Collaboration

Areas of collaboration

The following diagram provides an overview of areas that are being addressed on an ongoing basis. If you are interested feel free to reach out at roelant@ravos.nl. For now most collaborations are limited open source until we’re certain all IP has been sorted out properly.

The intent of sharing this code is to foster increased meritocracy in the BI/DWH community and generally work (together) on something that can be combined using agreed APIs. The idea is that various people / teams can chase their passion while knowing the work will fit in somewhere in the overall scope. This overview may drastically change over time, as will the composition and scope of the projects – but that’s the nature of the work.

Data Integration Framework

The Data Integration Framework provides the context of the collaboration, as well as an overview of the options & considerations across the various areas and layers.

Contents / functionality of the Github:

  • Overview and context for Enterprise Data Warehouse
  • Design Patterns (conceptual how-to’s)
  • Solution Patterns (implementation in specific technical context i.e. tooling and environments)

ETL Control Framework (DIRECT)

The Data Integration Run-time Execution Control Tool (DIRECT) is a generic execution and control framework that orchestrates the execution of ETL processes. It provides various hooks into an ETL process to manage topics such as restartability, recovery from failure, logging, ETL classification and event handling.

There are many ETL control frameworks, as they are needed in every project. Let’s make this the best one! Ideally this becomes a commodity.

  • The datamodel and sample code can be found here: http://bit.ly/2jR7xkJ
  • Documentation for the ETL Control Framework can be found here, this is a generic process control framework (happy reading!)
  • The DIRECT code and content is managed via Github here. This is a private Github for the time being, but more than happy to expand the circle of collaborators. Send me an email if interested.
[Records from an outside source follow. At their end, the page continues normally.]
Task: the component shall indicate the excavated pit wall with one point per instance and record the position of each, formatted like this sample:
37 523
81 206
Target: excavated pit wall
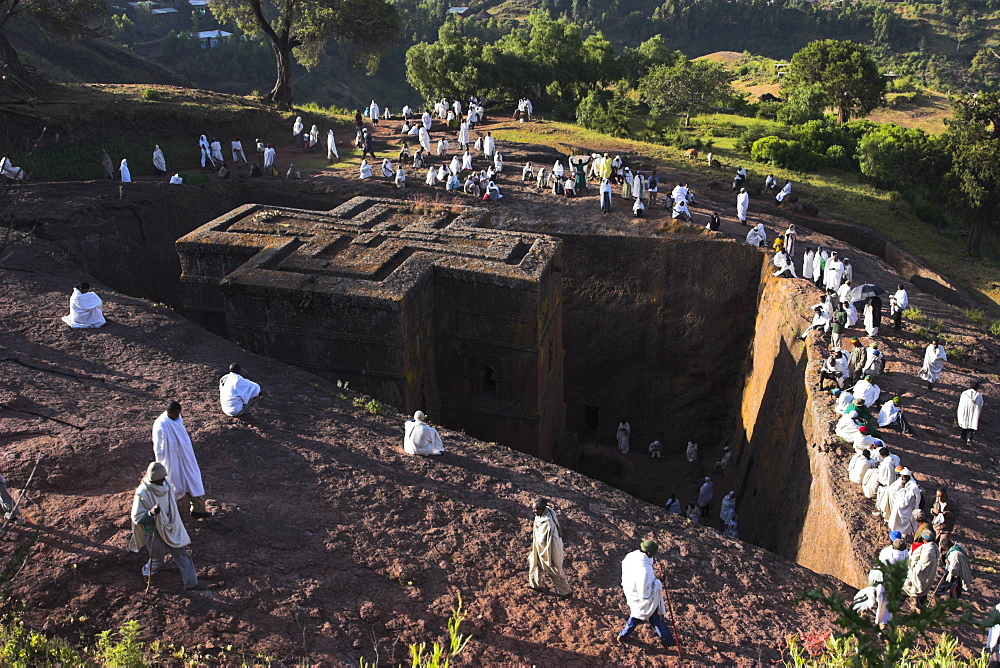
684 329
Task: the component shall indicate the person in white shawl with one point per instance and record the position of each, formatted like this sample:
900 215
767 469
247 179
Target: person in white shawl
239 157
206 152
757 236
860 464
157 526
904 497
785 192
705 494
644 593
622 436
331 147
85 311
159 162
728 508
419 438
172 448
873 597
8 170
546 555
742 206
934 359
489 146
237 395
970 405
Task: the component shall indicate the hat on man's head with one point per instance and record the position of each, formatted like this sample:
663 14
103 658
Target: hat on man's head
156 472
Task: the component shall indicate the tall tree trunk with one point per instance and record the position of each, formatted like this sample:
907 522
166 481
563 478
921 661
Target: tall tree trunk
281 94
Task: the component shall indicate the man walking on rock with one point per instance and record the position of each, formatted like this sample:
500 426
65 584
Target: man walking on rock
644 593
547 551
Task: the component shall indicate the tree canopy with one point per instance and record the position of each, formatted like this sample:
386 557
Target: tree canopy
973 142
844 71
300 29
686 87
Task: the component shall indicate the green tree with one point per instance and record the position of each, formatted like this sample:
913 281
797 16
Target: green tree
69 18
846 73
686 87
973 142
897 157
450 67
298 30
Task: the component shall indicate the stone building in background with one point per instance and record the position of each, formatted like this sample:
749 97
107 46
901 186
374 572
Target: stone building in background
421 306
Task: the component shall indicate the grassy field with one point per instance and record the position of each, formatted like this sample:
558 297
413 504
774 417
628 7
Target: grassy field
838 194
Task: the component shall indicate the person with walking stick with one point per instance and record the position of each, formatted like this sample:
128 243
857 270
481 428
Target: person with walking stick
157 525
644 593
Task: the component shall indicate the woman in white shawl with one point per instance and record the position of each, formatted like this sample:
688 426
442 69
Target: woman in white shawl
757 236
934 359
331 147
785 192
807 259
159 162
624 430
85 310
206 152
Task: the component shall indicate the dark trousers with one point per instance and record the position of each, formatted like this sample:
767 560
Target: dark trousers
660 626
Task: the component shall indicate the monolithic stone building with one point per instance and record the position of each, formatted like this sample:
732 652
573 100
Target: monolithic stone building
421 306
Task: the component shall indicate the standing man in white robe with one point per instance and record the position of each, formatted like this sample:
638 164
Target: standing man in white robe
419 438
742 206
237 395
970 405
172 448
331 147
85 311
159 162
624 430
705 495
934 359
904 497
546 555
157 526
644 593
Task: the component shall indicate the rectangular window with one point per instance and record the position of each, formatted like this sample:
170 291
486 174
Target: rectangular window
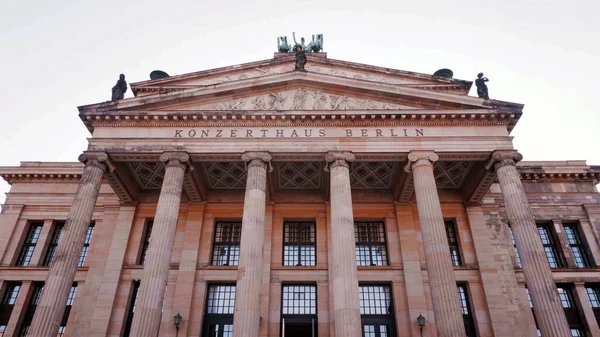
453 242
226 244
299 300
549 246
58 230
512 238
35 229
299 244
299 310
8 302
377 310
218 317
565 292
577 248
86 245
465 307
371 247
131 308
146 243
33 303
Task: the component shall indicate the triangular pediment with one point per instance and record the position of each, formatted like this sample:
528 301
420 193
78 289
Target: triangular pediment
295 90
318 65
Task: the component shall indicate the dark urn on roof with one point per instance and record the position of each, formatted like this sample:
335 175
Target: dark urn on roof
481 86
118 91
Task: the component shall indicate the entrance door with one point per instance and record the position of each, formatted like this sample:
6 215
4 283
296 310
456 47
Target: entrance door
298 327
376 330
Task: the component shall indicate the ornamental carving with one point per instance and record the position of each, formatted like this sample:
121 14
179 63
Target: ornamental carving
502 158
301 99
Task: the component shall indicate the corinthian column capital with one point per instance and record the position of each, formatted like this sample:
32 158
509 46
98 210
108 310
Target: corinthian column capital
95 159
503 158
335 159
418 158
260 159
178 159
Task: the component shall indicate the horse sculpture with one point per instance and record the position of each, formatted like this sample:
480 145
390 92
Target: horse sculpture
282 45
315 46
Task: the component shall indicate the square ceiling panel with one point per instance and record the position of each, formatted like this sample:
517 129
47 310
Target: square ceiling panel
451 175
299 175
379 175
226 175
149 175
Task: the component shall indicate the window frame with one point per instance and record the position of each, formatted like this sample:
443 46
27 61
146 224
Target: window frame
553 245
228 244
299 244
25 256
299 318
456 246
579 245
370 244
469 317
377 320
215 318
59 227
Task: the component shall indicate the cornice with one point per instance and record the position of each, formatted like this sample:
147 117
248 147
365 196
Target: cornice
315 118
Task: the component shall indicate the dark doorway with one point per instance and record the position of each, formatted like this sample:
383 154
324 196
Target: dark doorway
298 330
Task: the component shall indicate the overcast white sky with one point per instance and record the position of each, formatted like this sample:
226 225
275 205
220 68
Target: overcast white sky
57 55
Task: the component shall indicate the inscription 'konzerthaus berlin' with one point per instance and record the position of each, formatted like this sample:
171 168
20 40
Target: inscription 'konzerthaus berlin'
295 133
186 203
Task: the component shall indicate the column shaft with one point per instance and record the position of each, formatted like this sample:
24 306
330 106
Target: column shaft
148 311
548 311
346 302
448 317
246 320
51 307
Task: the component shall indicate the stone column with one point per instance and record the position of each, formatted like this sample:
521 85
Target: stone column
549 312
446 305
246 319
344 279
148 311
52 305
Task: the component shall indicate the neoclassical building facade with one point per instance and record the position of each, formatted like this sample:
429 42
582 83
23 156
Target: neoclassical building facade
345 200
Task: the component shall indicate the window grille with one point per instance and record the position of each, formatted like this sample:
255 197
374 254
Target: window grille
371 247
226 244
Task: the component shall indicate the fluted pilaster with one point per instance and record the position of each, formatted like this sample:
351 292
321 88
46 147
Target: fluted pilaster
51 307
446 307
246 320
549 313
346 303
148 311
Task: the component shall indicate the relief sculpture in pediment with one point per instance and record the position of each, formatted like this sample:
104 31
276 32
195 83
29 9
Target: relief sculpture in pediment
300 99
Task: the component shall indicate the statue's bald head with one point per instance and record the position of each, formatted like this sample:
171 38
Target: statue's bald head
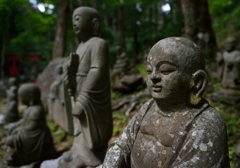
181 51
29 92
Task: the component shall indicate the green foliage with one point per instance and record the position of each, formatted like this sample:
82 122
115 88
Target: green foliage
225 19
Contents / functionality of the tool:

  • Runtime execution monitoring & logging
  • Disabling / enabling ETL in the control framework
  • Recovery, retries
  • Managing dependencies and parallelism
  • GUI
  • Supporting automation code (re-initialisation, zero key generation, generating process registration records)
  • Exception reports (SQL – currently integrated in Confluence)
  • SSIS, Powercenter and Oracle wrappers (SSIS fully up to date, others available). Probably have some Pebble as well.

Metadata Management (TEAM)

The Taxonomy for ETL Automation Metadata (TEAM) is a management tool for Data Vault metadata, a component also integrated in the VEDW software. It offers metadata mapping validation, data entry and visualisation. The metadata within TEAM is used to generate ETL (i.e. using Biml, SQL) using the interface / APIs.

  • The datamodel and sample code can be found here: http://bit.ly/2A609Nq
  • The API structure is available here: http://bit.ly/2kn4PqZ (WIP)
  • The TEAM code and content is managed via Github here. This is a private Github for the time being, but more than happy to expand the circle of collaborators. Send me an email if interested.

Contents / functionality of the tool:

  • Connectivity settings and configuration including opening and saving to file.
  • Metadata management (grid, mapping Source-to-Target Mapping – STM) including exporting to graph model etc.
  • Activation and validation of metadata (checking and pushing into target DV generation data model)
  • Repository creation, including standard interfaces for ETL automation
  • Physical model versioning and reverse-engineering, to enable virtualisation
  • Test data generator (also to support RI check, but that’s in the virtualisation tool)
  • Source system register (NOT DEVELOPED YET)

Virtual Enterprise Data Warehouse (VEDW)

VEDW is the virtualisation and rapid prototyping software for Data Vault that can be downloaded from this site. More information is available here.

Working on fixing it up after separating out the TEAM component. Will publish on Github when this is done.